The murmurs and whispers steadily got louder as I inched closer, watching carefully as the signs of an angry mob started to form before my eyes, one had subconsciously going for the pistol that hung by my side.

"You little idiot!" my free hand balled into a fist as the guardian grabbed the girl by the front of her jacket, "What do you think you're doing!?"

"She's not really a seer!!" Somebody suddenly bellowed into the crisp night, "She's making up lies that no one can prove!"

"Maybe you just can't handle the truth!" another person yelled, "Not everyone's lives were sunshine and daisies you know!"  
"her "truths" are too ugly for me!"

"You just want to believe the truths that suit you! You just want to believe you've found your past!"

"But not knowing is unbearable!"

"I don't care what the past held! I have to know! Tell me!"

"Tell me!"

"Tell me!"

I watched with a slight smirk as the Guardian pulled at shirt collar with a thick swallow.

"Well, ladies and gents, our time is up. That's all for the day, See soon! OR NOT!!!"

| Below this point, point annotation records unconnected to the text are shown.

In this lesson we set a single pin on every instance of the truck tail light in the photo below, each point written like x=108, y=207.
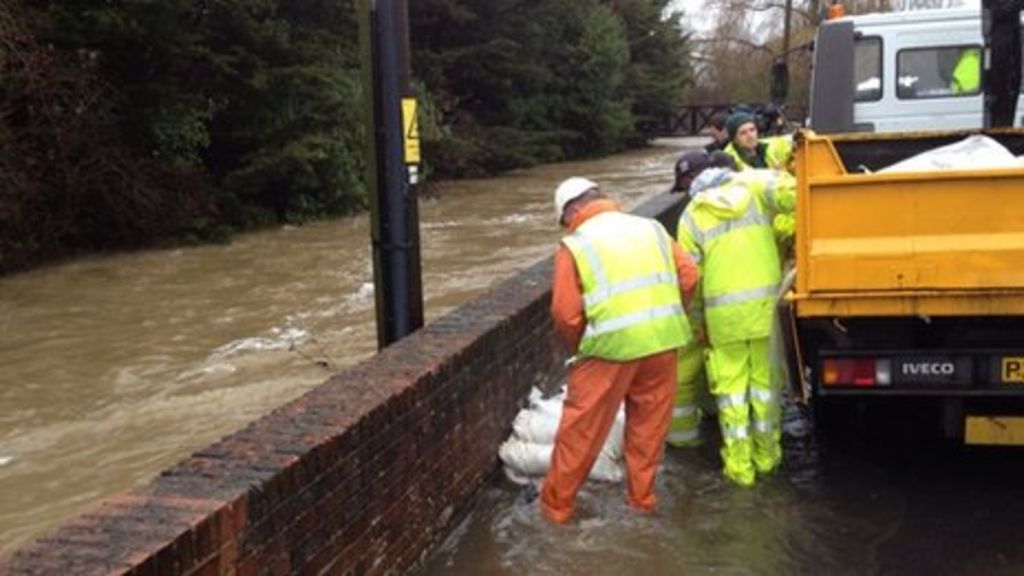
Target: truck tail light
x=856, y=372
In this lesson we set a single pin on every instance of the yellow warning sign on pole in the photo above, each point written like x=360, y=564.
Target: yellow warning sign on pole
x=411, y=131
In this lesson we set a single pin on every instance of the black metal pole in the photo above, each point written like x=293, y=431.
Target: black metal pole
x=392, y=168
x=1001, y=65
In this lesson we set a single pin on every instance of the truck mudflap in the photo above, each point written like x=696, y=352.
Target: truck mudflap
x=998, y=430
x=921, y=372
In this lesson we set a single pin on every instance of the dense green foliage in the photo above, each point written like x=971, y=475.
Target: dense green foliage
x=128, y=122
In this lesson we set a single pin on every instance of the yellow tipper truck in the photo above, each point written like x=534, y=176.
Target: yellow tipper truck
x=910, y=284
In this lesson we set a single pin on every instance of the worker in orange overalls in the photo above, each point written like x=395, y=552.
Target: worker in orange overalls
x=620, y=285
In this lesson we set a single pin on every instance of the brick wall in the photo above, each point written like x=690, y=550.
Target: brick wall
x=363, y=475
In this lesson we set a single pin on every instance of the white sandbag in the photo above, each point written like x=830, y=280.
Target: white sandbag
x=524, y=460
x=536, y=426
x=973, y=153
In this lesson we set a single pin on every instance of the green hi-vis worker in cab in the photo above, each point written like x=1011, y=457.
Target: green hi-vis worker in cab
x=749, y=152
x=727, y=230
x=967, y=75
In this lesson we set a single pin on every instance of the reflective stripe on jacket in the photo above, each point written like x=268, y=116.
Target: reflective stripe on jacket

I had to admit as I watched him grab the girl and pile her into the front seat of the van and start to take off, at least the fat bastard was smart enough to leave a scene before the riot.

Not that his "Loving public" thought that way.

"Get him!"

"Yeah, bring her back!"

"I want to know my past!"

I was already at a run as the van tore past me and round the corner, the angry screams of the guardian coming over even the roar of the engine.

I could hear the desperate cries of the crowd behind me as I broke into a sprint after the van, my eyes widening as noxious green gas suddenly spurted from it's back end, my hand pulling my jacket over my mouth as the people around me starting laughing of all things.

"Laughing gas. How ironic,"

My thoughts on this distraction didn't stop me feet from pounding the slippery concrete of the sidewalk was I continued to run after the van, cursing myself for living so close to the station and not needing a car.

These contemplations however stopped as something far more deadly was thrown from the driver side door.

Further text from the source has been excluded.